For each cell class, creates model(s) comparing that class to all
others. Then, predicts on the training data using scmkl.run.
Only labels in both training and testing will be run.
Parameters
adatas : list[AnnData]
List of AnnData objects created by create_adata() where each AnnData is one modality and composed of both training and testing samples. Requires that
'train_indices'and'test_indices'are the same across all AnnDatas.
names : list[str]
List of string variables that describe each modality respective to adatas for labeling.

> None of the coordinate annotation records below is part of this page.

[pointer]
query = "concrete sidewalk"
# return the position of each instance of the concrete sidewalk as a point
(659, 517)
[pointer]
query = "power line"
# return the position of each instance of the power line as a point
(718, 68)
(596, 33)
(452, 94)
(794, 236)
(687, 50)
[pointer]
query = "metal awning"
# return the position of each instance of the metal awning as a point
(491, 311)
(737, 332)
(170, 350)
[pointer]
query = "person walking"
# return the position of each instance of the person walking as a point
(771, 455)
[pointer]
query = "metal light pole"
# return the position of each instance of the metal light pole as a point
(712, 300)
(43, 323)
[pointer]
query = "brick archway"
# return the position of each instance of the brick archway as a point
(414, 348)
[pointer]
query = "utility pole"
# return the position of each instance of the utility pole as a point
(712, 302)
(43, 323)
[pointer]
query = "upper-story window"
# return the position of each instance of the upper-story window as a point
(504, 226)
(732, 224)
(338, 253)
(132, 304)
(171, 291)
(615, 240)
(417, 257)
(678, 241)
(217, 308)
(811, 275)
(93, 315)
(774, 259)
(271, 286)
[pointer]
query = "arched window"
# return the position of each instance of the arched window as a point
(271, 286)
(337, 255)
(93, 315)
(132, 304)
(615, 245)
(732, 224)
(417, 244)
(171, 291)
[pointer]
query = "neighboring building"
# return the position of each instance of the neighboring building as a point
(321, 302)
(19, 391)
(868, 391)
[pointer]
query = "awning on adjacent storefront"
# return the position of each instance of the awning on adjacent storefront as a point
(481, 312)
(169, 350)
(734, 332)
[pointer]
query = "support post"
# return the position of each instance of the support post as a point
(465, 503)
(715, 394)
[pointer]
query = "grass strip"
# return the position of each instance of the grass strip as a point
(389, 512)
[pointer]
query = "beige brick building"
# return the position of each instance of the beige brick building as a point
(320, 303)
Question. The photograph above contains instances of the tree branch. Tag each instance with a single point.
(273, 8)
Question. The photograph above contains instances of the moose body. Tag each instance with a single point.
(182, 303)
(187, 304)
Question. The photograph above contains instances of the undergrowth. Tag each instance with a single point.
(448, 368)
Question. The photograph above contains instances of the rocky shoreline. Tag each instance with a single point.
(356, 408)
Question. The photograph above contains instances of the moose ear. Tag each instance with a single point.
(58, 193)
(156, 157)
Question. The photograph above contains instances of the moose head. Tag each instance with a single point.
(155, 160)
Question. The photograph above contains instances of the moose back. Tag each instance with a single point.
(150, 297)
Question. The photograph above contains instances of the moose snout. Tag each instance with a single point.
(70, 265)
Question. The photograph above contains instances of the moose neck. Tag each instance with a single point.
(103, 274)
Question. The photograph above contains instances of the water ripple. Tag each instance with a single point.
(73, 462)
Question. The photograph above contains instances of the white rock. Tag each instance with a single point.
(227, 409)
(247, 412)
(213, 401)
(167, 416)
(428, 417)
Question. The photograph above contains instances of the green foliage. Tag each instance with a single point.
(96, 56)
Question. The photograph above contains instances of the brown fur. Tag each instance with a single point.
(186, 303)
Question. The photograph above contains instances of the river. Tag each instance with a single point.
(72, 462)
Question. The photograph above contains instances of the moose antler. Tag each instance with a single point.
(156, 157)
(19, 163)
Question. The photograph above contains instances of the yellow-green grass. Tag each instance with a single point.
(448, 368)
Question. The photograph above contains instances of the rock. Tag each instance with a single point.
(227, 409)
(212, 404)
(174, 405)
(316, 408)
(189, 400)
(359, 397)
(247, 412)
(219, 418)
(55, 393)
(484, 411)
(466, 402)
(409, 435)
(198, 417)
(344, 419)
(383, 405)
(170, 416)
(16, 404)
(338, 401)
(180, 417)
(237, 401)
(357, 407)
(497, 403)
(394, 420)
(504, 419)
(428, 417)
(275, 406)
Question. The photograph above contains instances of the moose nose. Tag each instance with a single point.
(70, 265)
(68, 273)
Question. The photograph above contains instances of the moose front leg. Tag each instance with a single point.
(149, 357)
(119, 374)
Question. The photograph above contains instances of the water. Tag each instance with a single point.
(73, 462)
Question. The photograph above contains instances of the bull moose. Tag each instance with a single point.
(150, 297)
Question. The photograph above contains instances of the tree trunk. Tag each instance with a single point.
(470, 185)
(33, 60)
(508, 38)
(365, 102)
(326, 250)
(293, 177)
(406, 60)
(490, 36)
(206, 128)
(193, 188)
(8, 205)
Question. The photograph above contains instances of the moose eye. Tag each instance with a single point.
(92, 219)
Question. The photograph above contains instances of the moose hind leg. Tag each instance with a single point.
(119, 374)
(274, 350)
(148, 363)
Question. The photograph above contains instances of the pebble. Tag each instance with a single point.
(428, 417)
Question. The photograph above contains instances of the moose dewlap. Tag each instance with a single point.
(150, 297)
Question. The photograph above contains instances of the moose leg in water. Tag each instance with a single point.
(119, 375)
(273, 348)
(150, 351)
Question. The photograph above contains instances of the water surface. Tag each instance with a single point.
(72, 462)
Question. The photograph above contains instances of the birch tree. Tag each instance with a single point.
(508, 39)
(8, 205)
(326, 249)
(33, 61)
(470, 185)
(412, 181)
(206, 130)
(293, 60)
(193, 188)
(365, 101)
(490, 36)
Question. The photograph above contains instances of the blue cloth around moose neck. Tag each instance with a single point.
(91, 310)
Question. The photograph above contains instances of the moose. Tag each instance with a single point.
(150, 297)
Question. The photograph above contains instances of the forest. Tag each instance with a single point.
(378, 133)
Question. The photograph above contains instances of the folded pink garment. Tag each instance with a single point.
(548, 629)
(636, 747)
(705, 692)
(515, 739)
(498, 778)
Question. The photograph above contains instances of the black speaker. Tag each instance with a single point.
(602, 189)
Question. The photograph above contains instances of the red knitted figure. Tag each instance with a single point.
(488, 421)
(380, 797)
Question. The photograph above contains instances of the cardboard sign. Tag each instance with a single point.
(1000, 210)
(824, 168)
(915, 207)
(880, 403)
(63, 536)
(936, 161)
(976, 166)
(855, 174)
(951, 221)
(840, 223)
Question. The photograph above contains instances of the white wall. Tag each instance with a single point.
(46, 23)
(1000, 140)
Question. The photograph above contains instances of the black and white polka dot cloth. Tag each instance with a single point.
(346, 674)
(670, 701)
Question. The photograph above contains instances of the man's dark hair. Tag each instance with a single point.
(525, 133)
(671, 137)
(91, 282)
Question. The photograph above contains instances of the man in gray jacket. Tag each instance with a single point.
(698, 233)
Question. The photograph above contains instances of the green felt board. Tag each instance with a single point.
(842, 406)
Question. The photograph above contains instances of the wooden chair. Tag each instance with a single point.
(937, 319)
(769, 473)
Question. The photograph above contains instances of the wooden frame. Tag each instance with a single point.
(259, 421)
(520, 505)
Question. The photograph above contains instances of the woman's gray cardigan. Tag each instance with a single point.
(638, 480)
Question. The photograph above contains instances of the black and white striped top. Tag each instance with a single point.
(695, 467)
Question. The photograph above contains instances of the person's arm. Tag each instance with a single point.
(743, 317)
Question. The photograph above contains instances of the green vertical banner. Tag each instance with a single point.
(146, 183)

alpha_list : np.ndarray | float
An array of alpha values to create each model with.
tfidf : list[bool]
List where if element i is
True, adata[i] will be TFIDF normalized.
Returns
results : dict
Contains keys for each cell class with results from cell class versus all other samples. See
scmkl.runfor futher details.
Examples
>>> adata = scmkl.create_adata(X = data_mat,
... feature_names = gene_names,
... group_dict = group_dict)
>>>
>>> results = scmkl.one_v_rest(adatas = [adata], names = ['rna'],
... alpha_list = np.array([0.05, 0.1]),
... tfidf = [False])
>>>
>>> adata.keys()
dict_keys(['B cells', 'Monocytes', 'Dendritic cells', ...])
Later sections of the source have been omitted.